Nel Bar Bangladesh, in via della Maddalena, la vittoria del candidato democratico è il maggiore argomento di conversazione della mattinata. Il proprietario del locale Mohammed Liton si dice «contento, perché le cose non cambieranno solo in America, ma in tutto il mondo». «Speriamo che l’elezione di Obama contribuisca a risollevare l’economia mondiale», aggiunge Mohammed Ben Ahmed, marocchino. Ma cosa cambierà nel concreto? «Il colore della pelle del presidente», scherza Kifah Mohammed, anche lui marocchino.
Esco dal bar e incontro Johan, una giovane senegalese che vive a Genova da cinque anni: «speravo tanto nella vittoria di Obama», commenta, «sono felice che, dopo tanti presidenti bianchi, gli Usa abbiano dato fiducia a un afroamericano. Speriamo che Obama sistemi le cose nel suo paese, e che questo porti un maggior benessere anche qui».
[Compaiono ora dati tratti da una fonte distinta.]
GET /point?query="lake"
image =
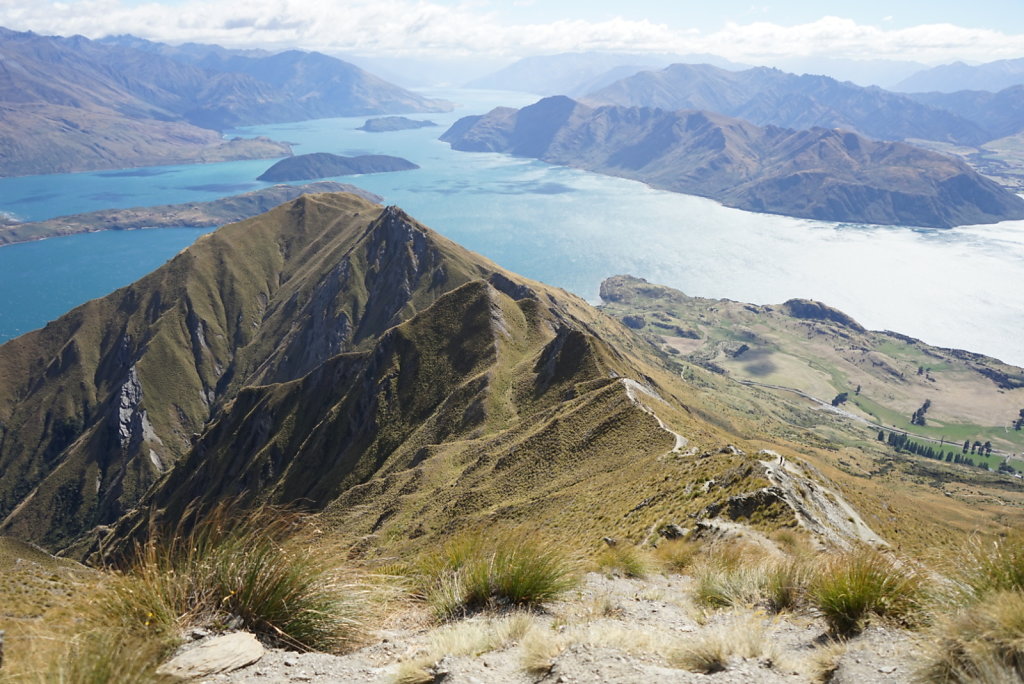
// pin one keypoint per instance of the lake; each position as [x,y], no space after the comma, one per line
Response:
[957,288]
Lascio via della Maddalena per raggiungere l’altrettanto multi etnica via Prè. Qui le cose sembrano andare piuttosto bene: tanti i negozi aperti grazie al progetto dell’Incubatore d’impresa del centro storico. Entro nel negozio di alimentari gestito da Tall Djily, che diciassette anni fa ha lasciato il Senegal per trasferirsi a Genova: «La vittoria di Obama? Me l’aspettavo. Sono certo che d’ora in poi le cose andranno meglio per tutti. Vorrei che il nuovo presidente mettesse fine alla guerra in Iraq».
Desiree è la proprietaria del ristorante Mamacita’s. Mamma messicana e papà tedesco, Desiree ha vissuto in Florida. Poi ha conosciuto un ragazzo di Sestri Levante e nove anni fa l’ha seguito a Genova: «Ho votato per Obama e sono felice che abbia avuto la meglio su John Mc Cain. Temo però che possa fare la fine di Kennedy. Spero che il nuovo presidente si concentri sui problemi economici del paese. In America, dove torno spesso, la gente è stufa e ha bisogno di un cambiamento».
Anche Modou, senegalese che in via Prè ha un negozio di vestiti, ha dei parenti che vivono negli Stati Uniti: «vado spesso a trovarli a New York. Gli americani si fidano di Obama e lo considerano un uomo di parola. Dopo l’11 settembre l’America ha dovuto affrontare una guerra che sembra infinita: spero che Obama ritiri le truppe dall’Iraq».
Falkana è senegalese e vive a Genova da diciotto anni: «Barack Obama mi piace. Non è importante il colore della sua pelle. Per me siamo tutti uguali: in ognuno di noi scorre sangue di colore rosso, e anche il cuore è lo stesso».